King was also under fire from the FBI, which made tapes of his assignations and sent them to Coretta. Hoover called him “the most notorious liar in the country” and tried to tie him to communism.. Asst. FBI director William Sullivan sent an anonymous letter to King calling him a “filthy abnormal animal” and told him there is “only one thing left for you to do.”
King seemed to sense that he would not live to see fruits of his labors. “Like anybody I would like to live a long life,” he said in Memphis, the night before he was killed. “Longevity has its place. But I’m not concerned about that now. I just want to do God’s will and He’s allowed me to go up the mountain. And I’ve looked out and I’ve seen the promised land. I may not get there with you.”
The revealing of King’s flaws in Eig’s book in no way diminishes its subject.

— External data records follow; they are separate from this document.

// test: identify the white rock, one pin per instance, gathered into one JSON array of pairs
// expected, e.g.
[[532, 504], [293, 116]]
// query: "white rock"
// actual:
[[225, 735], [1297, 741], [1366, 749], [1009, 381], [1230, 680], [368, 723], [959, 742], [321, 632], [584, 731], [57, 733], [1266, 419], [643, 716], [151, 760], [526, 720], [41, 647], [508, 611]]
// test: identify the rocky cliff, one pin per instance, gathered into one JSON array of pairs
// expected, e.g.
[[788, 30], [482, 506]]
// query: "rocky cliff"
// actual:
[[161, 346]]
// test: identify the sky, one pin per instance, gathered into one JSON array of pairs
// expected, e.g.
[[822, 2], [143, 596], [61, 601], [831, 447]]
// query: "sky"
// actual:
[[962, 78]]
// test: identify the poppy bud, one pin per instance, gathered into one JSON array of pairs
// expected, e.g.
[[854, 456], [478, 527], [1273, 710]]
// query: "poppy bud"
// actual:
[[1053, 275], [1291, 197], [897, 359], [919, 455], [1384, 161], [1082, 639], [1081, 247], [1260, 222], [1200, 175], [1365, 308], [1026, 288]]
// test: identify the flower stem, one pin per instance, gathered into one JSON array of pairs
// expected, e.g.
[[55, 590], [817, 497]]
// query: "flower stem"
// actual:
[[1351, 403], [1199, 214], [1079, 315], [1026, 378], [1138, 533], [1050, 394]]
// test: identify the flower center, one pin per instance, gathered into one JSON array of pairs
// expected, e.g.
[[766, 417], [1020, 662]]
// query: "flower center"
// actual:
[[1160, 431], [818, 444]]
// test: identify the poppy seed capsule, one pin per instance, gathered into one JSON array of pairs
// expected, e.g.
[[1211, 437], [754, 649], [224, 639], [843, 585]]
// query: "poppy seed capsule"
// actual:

Quite the contrary, we are given a greater appreciation of his influence and impact, particularly realizing the forces he was pitted against. The author likens his use of words to “a talented jazz musician” and he found words that appealed to our better angels.
I closed my eyes, after reading this book, and thought back to the morning of April 4, 1968. Running in the Indiana Primary, Bobby Kennedy spoke to a packed house in the Stepan Center at the University of Notre Dame. Later that day, King would step onto the balcony at the Lorraine Motel in Memphis, and be shot to death. RFK broke the news to a largely black crowd in Indianapolis, quoting the Greek playwright Aeschylus in an appeal for non-violence. Six weeks later, Kennedy would be assassinated in a Los Angeles hotel corridor.
What damage these events did to our country! We were, in two short months, deprived of our two strongest advocates for economic and social justice and their eloquent voices deploring division and polarization.
Joel: Do you know a human who is without flaws?
Also: “Seattle City Councilwoman Kshama Sawant has deployed mob intimidation in pursuit of her goals” is absurd and largely out of place in your review (which is otherwise decent). Your bias is showing.
What is a review without the writer giving opinions, impressions and conclusions?
In my case, I am biased toward non-violence as an instrument of social change, and rationality and civility as tactics in a civil society.
As one who witnessed civil rights protests in Chicago, and mob intimidation tactics at Seattle City Hall, I feel it very appropriate to draw the contrast.
I appreciate your review. Thank you for sharing your perspective.
Mr. Thaler
The 2nd paragraph is an unrelated, worthless, vapid, useless, failing, flailing, flaccid whatabout.
Excellent column Joel. It’s sad to see that the lessons of the 60’s need to be learned again today.